Your ballot for the special election will use a system known as “ranked choice voting” for the mayoral and city council races.
But how does ranked choice voting work in elections like these? Do you have to rank every candidate in a race? And what happens if you rank your first choice multiple times?
Keep reading for what you need to know about ranked choice voting. You can also read more information about how to vote in Oakland’s special election.
- Jump straight to: Do I have to fill in all the rankings available?
In a nutshell, how does ranked choice voting work on my ballot?
Without ranked choice voting, your ballot will ask you to pick your No. 1 choice of candidate for a particular office — and that’s it.
Ranked choice voting allows you to pick your first choice candidate, followed by your second choice, your third choice and so on.
How this looks on your ballot: the candidates will be listed with columns next to the names that say “First Choice,” “Second Choice,” “Third Choice,” etc. Next to your first choice candidate’s name, you’ll fill in the oval in the “First Choice” column. You can then repeat the process for your second choice and third choice until you’ve completed all the rankings you want to give.

How are the votes then counted for those candidates?
Every voter’s first choices are counted — and if a single candidate gets more than 50% of everybody’s first choice votes, they win outright.
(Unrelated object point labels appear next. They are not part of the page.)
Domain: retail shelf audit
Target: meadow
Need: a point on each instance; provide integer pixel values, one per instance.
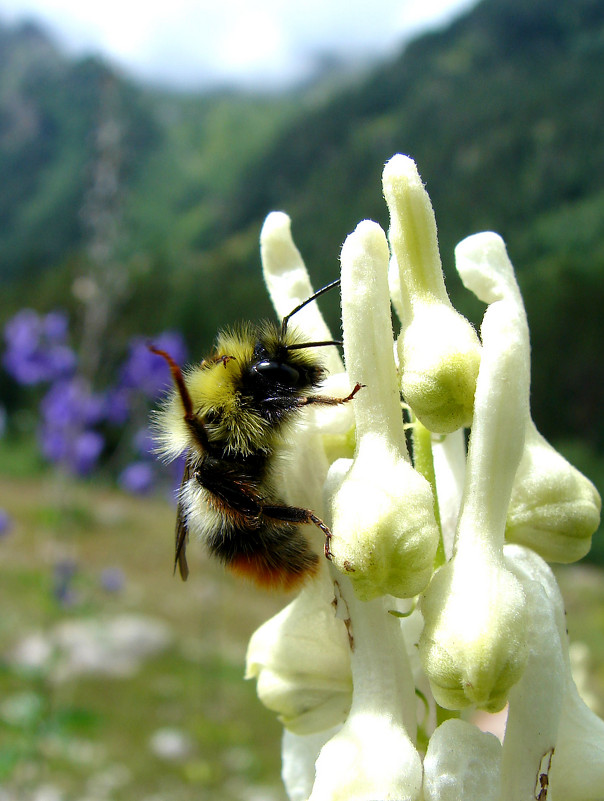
(118, 681)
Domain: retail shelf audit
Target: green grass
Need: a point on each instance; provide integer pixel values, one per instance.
(89, 736)
(93, 732)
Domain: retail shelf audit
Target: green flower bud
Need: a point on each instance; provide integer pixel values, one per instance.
(554, 509)
(384, 531)
(439, 351)
(462, 763)
(535, 702)
(301, 660)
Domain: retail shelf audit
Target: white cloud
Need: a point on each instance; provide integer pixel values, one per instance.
(192, 41)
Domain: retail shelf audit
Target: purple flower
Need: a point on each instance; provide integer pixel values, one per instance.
(71, 402)
(147, 371)
(117, 405)
(69, 410)
(137, 478)
(85, 451)
(143, 441)
(36, 348)
(63, 574)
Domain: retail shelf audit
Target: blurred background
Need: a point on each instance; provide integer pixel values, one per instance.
(139, 155)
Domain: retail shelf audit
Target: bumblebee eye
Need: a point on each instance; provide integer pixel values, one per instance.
(277, 372)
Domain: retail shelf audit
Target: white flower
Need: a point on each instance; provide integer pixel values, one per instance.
(438, 349)
(341, 664)
(384, 531)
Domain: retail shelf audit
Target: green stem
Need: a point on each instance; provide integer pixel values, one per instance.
(424, 464)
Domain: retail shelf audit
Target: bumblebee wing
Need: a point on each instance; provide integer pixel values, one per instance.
(182, 533)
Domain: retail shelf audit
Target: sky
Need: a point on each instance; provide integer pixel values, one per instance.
(192, 43)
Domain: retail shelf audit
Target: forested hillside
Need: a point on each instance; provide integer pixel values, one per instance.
(502, 112)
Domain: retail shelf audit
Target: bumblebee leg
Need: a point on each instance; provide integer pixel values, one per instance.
(325, 400)
(296, 514)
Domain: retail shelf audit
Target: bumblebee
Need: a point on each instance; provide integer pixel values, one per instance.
(230, 416)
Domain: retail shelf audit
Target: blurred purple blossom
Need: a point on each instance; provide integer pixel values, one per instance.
(36, 347)
(6, 523)
(117, 405)
(148, 372)
(69, 410)
(144, 442)
(138, 478)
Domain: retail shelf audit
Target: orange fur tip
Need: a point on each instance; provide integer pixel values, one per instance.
(271, 577)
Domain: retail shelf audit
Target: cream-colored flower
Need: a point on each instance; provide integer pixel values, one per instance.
(438, 349)
(473, 646)
(384, 531)
(554, 509)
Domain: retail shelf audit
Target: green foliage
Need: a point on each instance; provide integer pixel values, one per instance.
(502, 112)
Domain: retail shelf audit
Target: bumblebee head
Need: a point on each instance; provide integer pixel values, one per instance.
(244, 394)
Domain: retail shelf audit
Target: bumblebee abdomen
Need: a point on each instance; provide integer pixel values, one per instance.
(273, 555)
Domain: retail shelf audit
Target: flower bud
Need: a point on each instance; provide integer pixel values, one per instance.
(535, 702)
(372, 756)
(554, 509)
(439, 352)
(384, 531)
(462, 762)
(301, 660)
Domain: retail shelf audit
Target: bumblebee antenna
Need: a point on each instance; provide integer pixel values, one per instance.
(178, 380)
(287, 317)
But if no majority winner emerges from that first count of all the first choice votes, under ranked choice voting, the race then moves through several rounds of counting until a winner emerges:
- The candidate who got the fewest first choice votes is eliminated first;
- Voters who ranked that candidate as their first choice then have those votes count for their second choice instead;
- And so on, and so on, until one candidate has a majority.